The government of the United States accuses Omar Khadr of killing a US special forces soldier during an assault in July, 2002, in Afghanistan. Omar was then fifteen years old. As of this writing, May, 2010, he remains incarcerated awaiting trial before a military commission. He is to be the first child soldier ever charged with war crimes.

Each of the four days of interrogation possesses its own particular qualities but taken together, the chronology gives the story a structure that unfolds in four chapters.

   Day 1 – Hope. 
   Day 2 – Fallout. 
   Day 3 – Blackmail. 
   Day 4 – Failure. 

On the final day when the Canadian agents are just about to leave we hear the last words exchanged:

Omar Khadr: I want to call my grandparents.
Man 1: Well, I can’t arrange that.
Omar Khadr: You ain’t doing anything for me.
Man 1: We can’t do anything for you ?!
Omar Khadr: You didn’t do anything for me…
Man 1: We can’t do anything to you.
Man 2: We can’t do anything do you, only you can help yourself.

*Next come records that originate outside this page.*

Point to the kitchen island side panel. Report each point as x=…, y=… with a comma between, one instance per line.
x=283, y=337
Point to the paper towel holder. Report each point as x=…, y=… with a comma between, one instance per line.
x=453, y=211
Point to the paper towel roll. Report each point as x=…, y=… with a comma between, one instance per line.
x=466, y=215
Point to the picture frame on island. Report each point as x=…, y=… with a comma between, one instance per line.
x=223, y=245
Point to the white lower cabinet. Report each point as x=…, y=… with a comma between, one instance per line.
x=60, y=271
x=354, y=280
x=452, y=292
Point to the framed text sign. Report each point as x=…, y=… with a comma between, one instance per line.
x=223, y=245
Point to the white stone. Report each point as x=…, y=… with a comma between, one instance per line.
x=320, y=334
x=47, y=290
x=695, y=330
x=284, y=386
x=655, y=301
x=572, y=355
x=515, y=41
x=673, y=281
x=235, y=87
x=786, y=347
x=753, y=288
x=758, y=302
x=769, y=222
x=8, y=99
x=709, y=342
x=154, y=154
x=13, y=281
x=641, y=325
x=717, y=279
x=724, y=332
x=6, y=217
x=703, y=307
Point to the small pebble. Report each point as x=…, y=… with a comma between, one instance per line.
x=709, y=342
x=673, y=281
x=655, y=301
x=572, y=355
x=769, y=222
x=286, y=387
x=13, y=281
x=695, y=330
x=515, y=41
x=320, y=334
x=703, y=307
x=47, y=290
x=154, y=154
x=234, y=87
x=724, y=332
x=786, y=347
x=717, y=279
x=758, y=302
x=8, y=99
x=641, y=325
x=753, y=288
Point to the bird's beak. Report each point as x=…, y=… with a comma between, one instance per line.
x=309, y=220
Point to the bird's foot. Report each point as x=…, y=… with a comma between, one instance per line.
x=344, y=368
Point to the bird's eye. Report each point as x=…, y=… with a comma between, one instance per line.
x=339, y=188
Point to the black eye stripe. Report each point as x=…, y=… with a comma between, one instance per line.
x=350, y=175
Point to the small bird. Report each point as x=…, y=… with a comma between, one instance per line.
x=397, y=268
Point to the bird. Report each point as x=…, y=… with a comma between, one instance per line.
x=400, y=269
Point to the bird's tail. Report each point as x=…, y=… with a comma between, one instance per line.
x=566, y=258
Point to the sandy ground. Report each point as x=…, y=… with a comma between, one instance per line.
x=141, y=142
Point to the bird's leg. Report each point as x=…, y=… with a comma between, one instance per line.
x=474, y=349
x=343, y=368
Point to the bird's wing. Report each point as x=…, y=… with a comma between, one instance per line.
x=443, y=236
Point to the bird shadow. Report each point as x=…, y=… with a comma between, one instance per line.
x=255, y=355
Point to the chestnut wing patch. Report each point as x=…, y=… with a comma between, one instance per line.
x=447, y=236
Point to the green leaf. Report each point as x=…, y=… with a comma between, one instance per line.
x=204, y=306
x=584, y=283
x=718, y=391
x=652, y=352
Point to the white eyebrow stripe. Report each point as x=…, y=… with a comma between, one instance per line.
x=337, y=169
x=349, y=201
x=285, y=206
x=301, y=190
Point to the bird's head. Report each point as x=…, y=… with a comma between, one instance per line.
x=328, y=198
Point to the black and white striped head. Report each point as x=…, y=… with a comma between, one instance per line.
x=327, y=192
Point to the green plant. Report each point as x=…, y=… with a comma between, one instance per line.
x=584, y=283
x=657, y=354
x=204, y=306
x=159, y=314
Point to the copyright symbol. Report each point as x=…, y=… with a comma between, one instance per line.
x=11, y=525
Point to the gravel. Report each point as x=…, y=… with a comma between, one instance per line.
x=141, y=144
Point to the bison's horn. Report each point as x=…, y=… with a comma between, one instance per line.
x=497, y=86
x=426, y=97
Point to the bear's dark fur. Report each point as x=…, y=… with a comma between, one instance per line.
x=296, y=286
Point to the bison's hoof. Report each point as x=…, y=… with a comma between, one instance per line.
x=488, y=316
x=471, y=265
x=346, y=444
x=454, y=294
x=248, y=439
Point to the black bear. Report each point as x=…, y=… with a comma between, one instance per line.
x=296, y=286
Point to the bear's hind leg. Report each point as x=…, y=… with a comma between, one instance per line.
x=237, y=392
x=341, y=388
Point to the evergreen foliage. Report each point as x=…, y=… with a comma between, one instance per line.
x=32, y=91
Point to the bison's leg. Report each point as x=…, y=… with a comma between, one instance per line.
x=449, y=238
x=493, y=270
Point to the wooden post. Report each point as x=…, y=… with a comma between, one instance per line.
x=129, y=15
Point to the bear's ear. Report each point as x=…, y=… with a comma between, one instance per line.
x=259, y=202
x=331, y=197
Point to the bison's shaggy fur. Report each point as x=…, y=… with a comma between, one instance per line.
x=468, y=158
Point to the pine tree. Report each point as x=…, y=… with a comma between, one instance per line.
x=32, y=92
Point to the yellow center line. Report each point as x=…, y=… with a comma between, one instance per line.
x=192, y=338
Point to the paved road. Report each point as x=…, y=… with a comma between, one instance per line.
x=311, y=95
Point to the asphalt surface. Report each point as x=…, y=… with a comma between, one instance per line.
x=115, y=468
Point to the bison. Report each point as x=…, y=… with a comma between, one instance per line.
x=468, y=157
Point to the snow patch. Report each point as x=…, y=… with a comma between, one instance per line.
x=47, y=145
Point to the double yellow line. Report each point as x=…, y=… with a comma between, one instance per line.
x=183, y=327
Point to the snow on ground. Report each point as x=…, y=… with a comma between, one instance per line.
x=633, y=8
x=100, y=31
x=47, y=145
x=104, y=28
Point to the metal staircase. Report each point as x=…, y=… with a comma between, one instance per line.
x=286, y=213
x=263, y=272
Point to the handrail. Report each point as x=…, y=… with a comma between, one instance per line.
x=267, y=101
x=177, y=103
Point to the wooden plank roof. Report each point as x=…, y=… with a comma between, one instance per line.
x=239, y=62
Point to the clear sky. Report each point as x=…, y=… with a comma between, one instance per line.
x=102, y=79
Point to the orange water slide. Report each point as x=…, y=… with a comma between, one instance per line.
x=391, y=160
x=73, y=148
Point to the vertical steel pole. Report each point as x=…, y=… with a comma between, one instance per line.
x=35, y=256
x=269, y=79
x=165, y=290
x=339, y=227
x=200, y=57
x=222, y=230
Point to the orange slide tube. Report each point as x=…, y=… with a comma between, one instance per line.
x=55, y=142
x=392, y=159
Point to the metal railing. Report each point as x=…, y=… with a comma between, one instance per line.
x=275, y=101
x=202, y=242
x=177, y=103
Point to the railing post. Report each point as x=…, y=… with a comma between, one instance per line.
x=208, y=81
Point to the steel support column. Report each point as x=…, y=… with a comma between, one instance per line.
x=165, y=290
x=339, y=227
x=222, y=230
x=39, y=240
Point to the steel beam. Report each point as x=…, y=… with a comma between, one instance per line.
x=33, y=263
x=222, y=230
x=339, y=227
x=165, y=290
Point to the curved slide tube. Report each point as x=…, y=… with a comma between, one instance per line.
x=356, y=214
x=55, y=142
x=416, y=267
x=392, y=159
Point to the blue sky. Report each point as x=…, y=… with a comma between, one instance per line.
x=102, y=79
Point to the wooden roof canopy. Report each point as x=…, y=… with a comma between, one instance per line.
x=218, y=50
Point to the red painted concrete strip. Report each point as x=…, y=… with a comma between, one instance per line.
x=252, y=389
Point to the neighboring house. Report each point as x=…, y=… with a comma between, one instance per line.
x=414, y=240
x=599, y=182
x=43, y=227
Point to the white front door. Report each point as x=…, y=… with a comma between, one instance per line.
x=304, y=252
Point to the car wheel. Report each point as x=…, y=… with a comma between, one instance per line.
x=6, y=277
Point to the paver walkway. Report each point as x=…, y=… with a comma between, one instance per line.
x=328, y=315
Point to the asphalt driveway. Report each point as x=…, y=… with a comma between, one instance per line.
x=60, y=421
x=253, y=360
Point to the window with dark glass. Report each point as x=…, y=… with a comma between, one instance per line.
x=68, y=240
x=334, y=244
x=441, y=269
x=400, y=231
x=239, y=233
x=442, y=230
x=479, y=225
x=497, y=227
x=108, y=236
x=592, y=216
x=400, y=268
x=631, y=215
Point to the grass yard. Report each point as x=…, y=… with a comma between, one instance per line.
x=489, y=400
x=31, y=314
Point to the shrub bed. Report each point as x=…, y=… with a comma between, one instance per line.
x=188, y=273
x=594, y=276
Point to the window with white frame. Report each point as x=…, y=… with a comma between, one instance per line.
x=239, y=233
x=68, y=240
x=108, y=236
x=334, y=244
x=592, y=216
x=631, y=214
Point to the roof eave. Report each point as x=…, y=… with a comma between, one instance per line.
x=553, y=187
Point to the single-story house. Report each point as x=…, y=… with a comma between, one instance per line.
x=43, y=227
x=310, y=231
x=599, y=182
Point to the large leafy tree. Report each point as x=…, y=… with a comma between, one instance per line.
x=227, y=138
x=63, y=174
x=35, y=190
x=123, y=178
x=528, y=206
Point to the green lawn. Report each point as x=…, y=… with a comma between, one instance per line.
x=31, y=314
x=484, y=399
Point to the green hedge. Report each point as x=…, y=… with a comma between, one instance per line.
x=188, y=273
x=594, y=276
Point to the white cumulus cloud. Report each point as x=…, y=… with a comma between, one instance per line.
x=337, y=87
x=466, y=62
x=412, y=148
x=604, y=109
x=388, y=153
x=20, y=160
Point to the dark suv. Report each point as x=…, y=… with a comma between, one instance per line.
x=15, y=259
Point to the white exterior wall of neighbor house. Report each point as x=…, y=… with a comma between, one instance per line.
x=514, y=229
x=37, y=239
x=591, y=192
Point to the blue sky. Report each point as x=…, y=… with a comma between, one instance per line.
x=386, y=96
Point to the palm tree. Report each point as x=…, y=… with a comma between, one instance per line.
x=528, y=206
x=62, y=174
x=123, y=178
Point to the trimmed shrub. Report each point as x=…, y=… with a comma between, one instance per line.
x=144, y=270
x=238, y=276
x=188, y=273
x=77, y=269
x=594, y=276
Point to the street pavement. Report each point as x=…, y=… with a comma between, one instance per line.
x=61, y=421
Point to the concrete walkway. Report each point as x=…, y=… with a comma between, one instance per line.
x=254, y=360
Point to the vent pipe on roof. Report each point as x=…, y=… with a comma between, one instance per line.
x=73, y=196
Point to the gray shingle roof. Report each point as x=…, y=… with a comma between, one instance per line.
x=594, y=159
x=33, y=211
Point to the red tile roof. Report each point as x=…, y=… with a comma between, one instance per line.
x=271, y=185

He gets up and put the A/C on.

Certainly, there are no artistic considerations from the original low quality video made by government agents in a prison cell. It has been our goal as filmmakers to take this same material and recontextualize it into a work of cinematic importance.

About Omar Ahmed Khadr

Canadian citizen. Born in Toronto on September 19, 1986, he was fifteen years old when he was taken prisoner by U.S. forces in Afghanistan on July 2002. Captured in battle and severely wounded he was taken to Bagram Air Force base where he was interrogated and tortured. On October 2002, he was sent to the U.S. military prison in Guantánamo Bay, Cuba. The U.S. government accuses Omar Khadr of having killed an American soldier and intends to try him as a war criminal. Omar is the last citizen of a western power being held in Guantánamo. The Canadian conservative government has refused to request his repatriation.

Upcoming Screenings

Stay tuned for upcoming screenings!

Editor
Andrea Henriquez
Cinematographer
Luc Côté and Patricio Henriquez
Producer
Luc Côté and Patricio Henriquez
Writer
Luc Côté & Patricio Henriquez
Researched by
Pascale Bilodeau, Patricio Henriquez and Luc Côté
About the Director

Luc Côté

Luc Côté has been directing and producing films since the age of fourteen. For the past 35 years, he has traveled extensively around the world, making social documentaries that capture the human spirit.

In the early eighties, he founded his first production company in New York, On Track Video. In 1986, he joined Robbie Hart in Montreal and launched Adobe Productions. Together, they produced and directed more than 30 films including two award winning documentary series: Turning 16 and Rainmakers. Turning 16, a series about teenagers around the world produced in 1993, has been broadcasted in more than forty countries and got several national and international awards, including the prestigious Japan Prize, from The International Educational Program Contest sponsored by the NHK TV network and a Gémeaux Award from The Academy of Canadian Cinema and Television.
Most recently, Luc Côté has been directing films for other production companies: Macumba International, Virage, Erezi Productions and the Cirque du Soleil. In 2005, he directed, Crash Landing, a film about post-traumatic stress disorder that was selected to be shown in many festivals around the world and won several awards including an Honorable Mention for best Canadian Documentary at the Hot Docs Toronto Festival in 2005

Along with his work as a filmmaker, Luc teaches documentary film making at the International Film School of Cuba.